Last month, Adam Weiss, a fourth-year chemistry PhD student at the University of Chicago, published a column in the journal Nature. In the piece, Weiss talked about how he had recently hit “a rut” in his polymer chemistry research. “Although I had been productive early in my graduate career,” he wrote, “my long hours and hard work were no longer translating into success in the laboratory.”
It didn’t take much self-reflection for Weiss to identify the problem: his phone. He recognized that he increasingly colonized his “quiet time” with digital distractions. As a result, his work felt “chaotic and disorganized.” Throwing more hours at the problem didn’t help: “I was working more than ever, but getting less done.”
So Weiss tried something drastic. He ditched his smartphone during work hours, relying instead on an old fashioned feature phone without an internet connection. He decided email and Slack messages would have to wait until he returned from the lab. For music, he used an iPod.

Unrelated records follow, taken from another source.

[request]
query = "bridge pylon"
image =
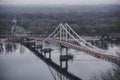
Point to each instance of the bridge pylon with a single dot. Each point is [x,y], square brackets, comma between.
[64,33]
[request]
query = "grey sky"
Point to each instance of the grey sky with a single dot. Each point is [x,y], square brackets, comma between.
[49,2]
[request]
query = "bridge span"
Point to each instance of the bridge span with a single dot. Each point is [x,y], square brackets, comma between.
[63,35]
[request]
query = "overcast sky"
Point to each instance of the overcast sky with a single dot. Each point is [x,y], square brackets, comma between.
[55,2]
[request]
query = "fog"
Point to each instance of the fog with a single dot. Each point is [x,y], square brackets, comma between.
[58,2]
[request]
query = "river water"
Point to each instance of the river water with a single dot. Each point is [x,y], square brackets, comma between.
[19,63]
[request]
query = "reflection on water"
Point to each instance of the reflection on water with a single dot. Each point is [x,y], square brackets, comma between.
[14,65]
[110,47]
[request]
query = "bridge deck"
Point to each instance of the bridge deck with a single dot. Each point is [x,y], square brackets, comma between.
[99,55]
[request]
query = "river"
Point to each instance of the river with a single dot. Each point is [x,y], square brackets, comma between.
[19,63]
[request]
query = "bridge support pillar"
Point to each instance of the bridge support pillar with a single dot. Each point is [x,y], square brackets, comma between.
[64,57]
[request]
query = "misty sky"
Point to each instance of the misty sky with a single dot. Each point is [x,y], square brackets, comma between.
[54,2]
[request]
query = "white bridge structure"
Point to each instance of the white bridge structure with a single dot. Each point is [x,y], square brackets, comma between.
[63,35]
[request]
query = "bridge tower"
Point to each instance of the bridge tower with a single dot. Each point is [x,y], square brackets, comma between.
[14,24]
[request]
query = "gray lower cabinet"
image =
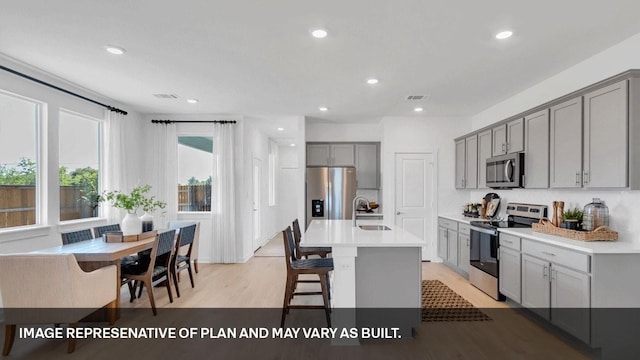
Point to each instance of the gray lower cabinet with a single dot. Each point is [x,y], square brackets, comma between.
[509,280]
[558,294]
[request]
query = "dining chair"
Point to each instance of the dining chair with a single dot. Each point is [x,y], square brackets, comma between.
[177,224]
[296,267]
[50,289]
[304,251]
[142,272]
[76,236]
[183,262]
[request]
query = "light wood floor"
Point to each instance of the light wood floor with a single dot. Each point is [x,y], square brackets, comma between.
[259,283]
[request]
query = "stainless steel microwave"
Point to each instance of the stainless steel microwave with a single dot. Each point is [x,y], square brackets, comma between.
[506,171]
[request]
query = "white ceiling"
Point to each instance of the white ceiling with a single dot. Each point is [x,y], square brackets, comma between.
[258,58]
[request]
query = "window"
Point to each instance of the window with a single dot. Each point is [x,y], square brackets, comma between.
[79,166]
[195,169]
[19,185]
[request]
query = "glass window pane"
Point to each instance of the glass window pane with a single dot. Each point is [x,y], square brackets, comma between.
[18,161]
[79,166]
[195,168]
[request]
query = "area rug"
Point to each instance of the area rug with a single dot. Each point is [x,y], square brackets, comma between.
[440,303]
[274,247]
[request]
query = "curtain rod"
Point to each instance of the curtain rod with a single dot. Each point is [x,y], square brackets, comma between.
[194,121]
[109,107]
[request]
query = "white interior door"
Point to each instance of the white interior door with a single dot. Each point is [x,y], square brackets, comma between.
[415,194]
[257,204]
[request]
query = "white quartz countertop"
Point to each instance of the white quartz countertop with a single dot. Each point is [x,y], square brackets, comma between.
[342,233]
[590,247]
[461,218]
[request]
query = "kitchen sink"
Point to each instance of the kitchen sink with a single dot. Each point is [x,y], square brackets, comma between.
[374,227]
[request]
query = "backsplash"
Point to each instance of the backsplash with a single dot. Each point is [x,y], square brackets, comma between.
[624,206]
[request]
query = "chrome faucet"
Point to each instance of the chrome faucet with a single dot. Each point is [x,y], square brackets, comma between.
[355,202]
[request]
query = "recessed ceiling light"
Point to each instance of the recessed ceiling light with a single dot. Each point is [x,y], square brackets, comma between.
[116,50]
[319,33]
[504,35]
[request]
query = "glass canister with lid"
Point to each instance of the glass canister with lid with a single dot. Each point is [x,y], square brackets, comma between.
[595,214]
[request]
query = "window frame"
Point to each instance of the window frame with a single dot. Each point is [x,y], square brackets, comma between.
[193,133]
[101,163]
[41,111]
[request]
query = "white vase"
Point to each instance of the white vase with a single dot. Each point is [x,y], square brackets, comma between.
[147,222]
[131,224]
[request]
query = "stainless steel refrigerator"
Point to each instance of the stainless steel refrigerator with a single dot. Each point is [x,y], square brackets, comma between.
[330,192]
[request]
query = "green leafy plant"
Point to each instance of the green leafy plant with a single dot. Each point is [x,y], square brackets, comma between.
[573,214]
[134,200]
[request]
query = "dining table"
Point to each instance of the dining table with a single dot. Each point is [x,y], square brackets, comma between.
[96,253]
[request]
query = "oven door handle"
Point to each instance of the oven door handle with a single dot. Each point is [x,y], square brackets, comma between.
[485,231]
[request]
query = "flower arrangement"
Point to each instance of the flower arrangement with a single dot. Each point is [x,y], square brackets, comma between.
[134,200]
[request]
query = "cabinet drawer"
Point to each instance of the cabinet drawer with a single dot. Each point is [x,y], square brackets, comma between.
[449,224]
[509,241]
[554,254]
[464,229]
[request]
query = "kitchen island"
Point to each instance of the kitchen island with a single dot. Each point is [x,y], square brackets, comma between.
[373,270]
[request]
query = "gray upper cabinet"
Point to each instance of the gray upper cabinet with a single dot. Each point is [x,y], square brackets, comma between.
[566,144]
[367,166]
[471,162]
[499,134]
[342,155]
[318,155]
[484,152]
[536,150]
[461,164]
[508,138]
[605,137]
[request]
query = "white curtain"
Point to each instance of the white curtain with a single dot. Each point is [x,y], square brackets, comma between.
[165,172]
[114,161]
[223,209]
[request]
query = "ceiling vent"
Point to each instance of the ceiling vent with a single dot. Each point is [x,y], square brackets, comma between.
[166,96]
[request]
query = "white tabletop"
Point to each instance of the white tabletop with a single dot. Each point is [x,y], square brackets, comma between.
[342,233]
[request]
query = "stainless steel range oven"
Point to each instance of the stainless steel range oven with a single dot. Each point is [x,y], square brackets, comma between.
[485,240]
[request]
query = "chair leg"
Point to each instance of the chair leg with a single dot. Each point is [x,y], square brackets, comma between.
[190,274]
[175,281]
[150,293]
[323,284]
[9,337]
[71,346]
[287,300]
[168,281]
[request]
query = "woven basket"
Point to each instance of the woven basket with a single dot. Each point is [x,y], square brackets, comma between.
[602,233]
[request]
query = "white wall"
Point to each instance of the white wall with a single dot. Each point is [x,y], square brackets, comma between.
[612,61]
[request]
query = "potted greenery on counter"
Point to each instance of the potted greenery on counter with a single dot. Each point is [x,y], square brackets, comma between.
[572,219]
[131,202]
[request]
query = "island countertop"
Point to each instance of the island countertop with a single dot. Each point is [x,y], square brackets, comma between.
[343,233]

Weiss suffered from some withdrawal symptoms (“[I was] staring at my iPod throughout the day and hoping for a rush of dopamine that no longer came”), but these eventually passed. With time, his comfort with deep thinking returned. As he explained:
“I started reading papers during long experiments, and began a habit of writing in my down time. These practices have already yielded success: I am currently preparing a review article for submission with my adviser, and I’ve written this column and other personal reflective works.”
Liberated from the incessant drip of context-shifting diversion, Weiss’s anxiety diminished while his productivity and creativity improved, generating “an abundance of new scientific ideas.”
I was struck by two observations about this story…
The first is optimistic. Witnessing Weiss’s dramatic transformation provides hope for the countless others who find themselves stumbling through a maze of disorganized, emotional thoughts, set against a background hum of unspecified anxiety. Something as simple as disconnection can yield profound results.
The second is pessimistic. The rareness of Weiss’s dramatic transformation underscores the vastness of the creative, energetic, innovative, impact-inducing cognitive potential in the world that’s currently being suppressed by these ubiquitous slabs of glowing glass. This is the question that haunts me: How much genius are we losing to the compulsive need to scroll just a little bit more?